If you do not keep up the payments on your mortgage with Perenna your property may be repossessed.
Preparing the Transfer of Equity with a Perenna Mortgage
When it comes to preparing the the Land Registry documents your conveyancer should in the ‘consideration’ panel choose the first option, if consideration is given; otherwise ignore the consideration panel altogether.
If Perenna is joining in the transfer to release someone from liability, put the release in the ‘additional provisions’ panel if someone is entering into a covenant relating to the charge, place it in the ‘additional provisions’ panel stamp duty land tax is not payable when there is no chargeable consideration for the transfer (Schedule 3, paragraph 1 of the Finance Act 2003). In the case of a transfer subject to a charge (even if the transfer is by way of gift) or if a property has been transferred for no value and there is an associated discharge, HMRC would view this as an assumption of an existing debt by the purchaser (Schedule 4, paragraph 8 of the Finance Act 2003) and stamp duty land tax may be payable
if you wish you may state in the ‘additional provisions’ panel that ‘This transfer is made subject to a charge dated… in favour of…’
On form AP1, your conveyancer should describe the transfer as ‘transfer of equity’ to assist Land Registry staff.
Information contained within this webpage is for general information and only applies to England and Wales.
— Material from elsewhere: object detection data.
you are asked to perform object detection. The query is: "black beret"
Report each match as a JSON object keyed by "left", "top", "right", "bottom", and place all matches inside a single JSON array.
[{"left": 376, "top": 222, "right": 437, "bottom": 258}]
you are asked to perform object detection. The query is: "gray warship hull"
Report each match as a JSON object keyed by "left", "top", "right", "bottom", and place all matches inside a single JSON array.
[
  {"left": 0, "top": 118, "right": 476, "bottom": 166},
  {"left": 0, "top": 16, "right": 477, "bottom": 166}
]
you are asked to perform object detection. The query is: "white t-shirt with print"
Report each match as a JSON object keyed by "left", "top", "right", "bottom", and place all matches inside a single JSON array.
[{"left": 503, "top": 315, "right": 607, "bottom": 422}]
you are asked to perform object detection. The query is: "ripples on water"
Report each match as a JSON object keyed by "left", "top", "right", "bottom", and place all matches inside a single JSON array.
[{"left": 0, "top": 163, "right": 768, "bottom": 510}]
It should not be regarded as advice for members of the public who should contact their lawyer,mortgage broker, insurer and accountant for specific advice relating to transfer of equity. Whilst we endeavour to keep the information up to date and correct we do not make any representation or warranties of any kind about its completeness, accuracy, reliability or suitability. Any reliance you place on the information is strictly at your own risk. Lexsure will not be liable for any direct or indirect loss or damage arising out of or in connection with the use of this information.